By Patrick McInerney and Christoph Malan, directors at Co-Arc International Architects

Patrick McInerney, director at Co-Arc International Architects. Image credit: Co-Arc International Architects
Architecture is fundamentally important to the human experience as it frames the world in which we live. At its core, architecture is about people, about humanity and the human condition. As British prime minister Winston Churchill observed in 1944, “We shape our buildings, and afterwards, our buildings shape us.”
It stands to reason, therefore, that we approach architecture with our humanity fully engaged.
Whereas countries such as the Netherlands can demonstrate exemplary models of well-integrated social housing development and management, the world is, unfortunately, also replete with failures, from Pruitt-Igoe in St Louis, Missouri; the Komtar Tower in Malaysia; Cabrini-Green in Chicago; Pink Houses in Brooklyn or the infamous Grenfell Tower in London.
South Africa has also failed to shine in this respect.
From the outset, the development of new South African housing policies in the 1990s buckled under the social pressure of demand, leading politicians to regard housing delivery purely as a statistical exercise. This approach has side-lined architectural and urban design professions. In spite of lip service being paid to social integration in the later ‘Breaking New Ground’ housing policy, the settlements that continue to be developed across South Africa remain a sprawl of carelessly designed and built, anonymous, disconnected and sterile huts.
If the pressure to deliver housing by numbers was meant to prevent South Africa from spinning into revolution, some might argue that the country’s highly unequal society puts us on the verge of just such a revolution today; one fuelled in part by the lack of respect afforded to many South Africans in the design, development and management of their living environments.
Image vs identity
When architecture loses its focus on humanity, and the particular social and physical context, the process becomes more about image than identity.
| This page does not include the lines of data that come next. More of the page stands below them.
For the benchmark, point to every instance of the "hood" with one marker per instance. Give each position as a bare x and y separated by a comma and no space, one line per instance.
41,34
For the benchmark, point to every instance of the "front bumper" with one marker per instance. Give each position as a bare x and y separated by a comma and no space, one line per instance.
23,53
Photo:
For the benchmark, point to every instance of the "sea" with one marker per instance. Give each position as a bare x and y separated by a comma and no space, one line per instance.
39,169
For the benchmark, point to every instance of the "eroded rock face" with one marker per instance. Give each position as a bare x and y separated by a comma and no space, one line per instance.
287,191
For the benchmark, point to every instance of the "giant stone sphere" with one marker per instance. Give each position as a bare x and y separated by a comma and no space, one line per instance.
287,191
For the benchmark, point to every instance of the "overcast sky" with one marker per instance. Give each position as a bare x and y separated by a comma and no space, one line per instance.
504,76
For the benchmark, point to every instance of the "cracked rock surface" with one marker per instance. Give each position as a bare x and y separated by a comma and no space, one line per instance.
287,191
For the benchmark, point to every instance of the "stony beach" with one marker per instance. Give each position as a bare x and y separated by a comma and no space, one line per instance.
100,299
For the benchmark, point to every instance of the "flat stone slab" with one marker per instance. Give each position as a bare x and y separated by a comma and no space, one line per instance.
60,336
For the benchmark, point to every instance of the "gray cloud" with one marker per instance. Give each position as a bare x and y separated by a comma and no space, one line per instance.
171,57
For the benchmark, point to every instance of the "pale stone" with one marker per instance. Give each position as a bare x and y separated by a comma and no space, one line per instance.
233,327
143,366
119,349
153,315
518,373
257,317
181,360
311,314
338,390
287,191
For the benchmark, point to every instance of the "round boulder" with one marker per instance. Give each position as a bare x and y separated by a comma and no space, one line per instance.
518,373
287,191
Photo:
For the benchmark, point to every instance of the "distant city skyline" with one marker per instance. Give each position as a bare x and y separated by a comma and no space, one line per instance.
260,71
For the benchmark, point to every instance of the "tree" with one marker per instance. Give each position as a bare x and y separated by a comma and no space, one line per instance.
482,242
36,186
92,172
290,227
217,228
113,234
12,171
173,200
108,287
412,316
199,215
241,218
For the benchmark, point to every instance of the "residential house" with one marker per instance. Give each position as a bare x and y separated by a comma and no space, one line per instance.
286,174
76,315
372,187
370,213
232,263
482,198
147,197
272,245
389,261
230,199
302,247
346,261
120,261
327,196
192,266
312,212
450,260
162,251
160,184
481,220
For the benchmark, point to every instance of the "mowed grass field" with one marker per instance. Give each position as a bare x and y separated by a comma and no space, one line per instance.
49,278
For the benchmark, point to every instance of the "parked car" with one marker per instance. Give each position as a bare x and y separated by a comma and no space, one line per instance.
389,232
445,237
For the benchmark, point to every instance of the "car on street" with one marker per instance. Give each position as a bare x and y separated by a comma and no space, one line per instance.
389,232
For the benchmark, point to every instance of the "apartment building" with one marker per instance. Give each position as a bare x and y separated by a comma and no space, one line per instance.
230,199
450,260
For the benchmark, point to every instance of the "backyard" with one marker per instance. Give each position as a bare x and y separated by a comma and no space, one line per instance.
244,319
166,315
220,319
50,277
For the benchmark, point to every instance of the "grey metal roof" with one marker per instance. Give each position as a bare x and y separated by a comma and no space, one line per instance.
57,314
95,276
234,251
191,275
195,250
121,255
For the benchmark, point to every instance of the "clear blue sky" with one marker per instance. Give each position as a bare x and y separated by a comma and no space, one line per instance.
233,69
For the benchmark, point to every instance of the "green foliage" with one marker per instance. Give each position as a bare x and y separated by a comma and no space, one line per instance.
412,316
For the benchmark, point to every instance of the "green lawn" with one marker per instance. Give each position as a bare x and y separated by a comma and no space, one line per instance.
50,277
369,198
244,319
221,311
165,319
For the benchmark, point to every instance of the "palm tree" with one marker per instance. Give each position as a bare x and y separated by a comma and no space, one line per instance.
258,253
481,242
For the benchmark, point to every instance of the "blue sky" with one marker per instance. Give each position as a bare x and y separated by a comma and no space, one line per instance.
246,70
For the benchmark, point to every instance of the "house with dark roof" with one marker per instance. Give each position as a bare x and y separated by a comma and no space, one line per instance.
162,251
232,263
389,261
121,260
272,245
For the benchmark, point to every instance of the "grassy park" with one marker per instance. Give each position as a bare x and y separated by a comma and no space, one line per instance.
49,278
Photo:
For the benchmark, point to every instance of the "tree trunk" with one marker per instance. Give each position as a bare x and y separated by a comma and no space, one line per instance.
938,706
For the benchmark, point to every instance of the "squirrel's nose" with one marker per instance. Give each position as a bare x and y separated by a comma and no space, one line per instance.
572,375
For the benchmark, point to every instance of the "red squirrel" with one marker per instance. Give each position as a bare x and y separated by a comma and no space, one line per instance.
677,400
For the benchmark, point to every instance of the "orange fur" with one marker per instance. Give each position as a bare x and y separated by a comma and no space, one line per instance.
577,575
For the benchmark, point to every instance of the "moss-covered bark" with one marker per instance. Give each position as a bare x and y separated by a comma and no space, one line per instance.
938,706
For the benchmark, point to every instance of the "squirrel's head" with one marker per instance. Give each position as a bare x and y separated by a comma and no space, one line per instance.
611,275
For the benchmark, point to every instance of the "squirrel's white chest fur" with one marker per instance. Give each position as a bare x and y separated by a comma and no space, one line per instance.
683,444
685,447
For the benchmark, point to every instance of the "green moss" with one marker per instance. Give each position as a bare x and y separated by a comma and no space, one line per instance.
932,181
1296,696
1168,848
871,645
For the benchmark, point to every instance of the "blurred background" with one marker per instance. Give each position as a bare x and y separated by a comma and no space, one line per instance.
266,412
This is highly problematic and, to a certain extent, a great deal of the commercial architecture around South Africa has certainly fallen foul of that search for image while neglecting the community, the pedestrian and the liveability of the space.
A remarkable project from Urban-Think Tank, a global interdisciplinary design practice, shows us that architecture and humanity can effectively merge to create something truly special. The Empower Shack project found a home in Khayelitsha, Cape Town under the watchful eye of local architects Design Space Africa. The concept is simple: Develop a new open-source housing prototype and urban plan which could be a model for informal settlement upgrading across South Africa. Using the existing footprint of the shack and working closely and transparently with residents and city planners, structures are built using local labour and materials according to architectural principles focused on creating homes, not just houses.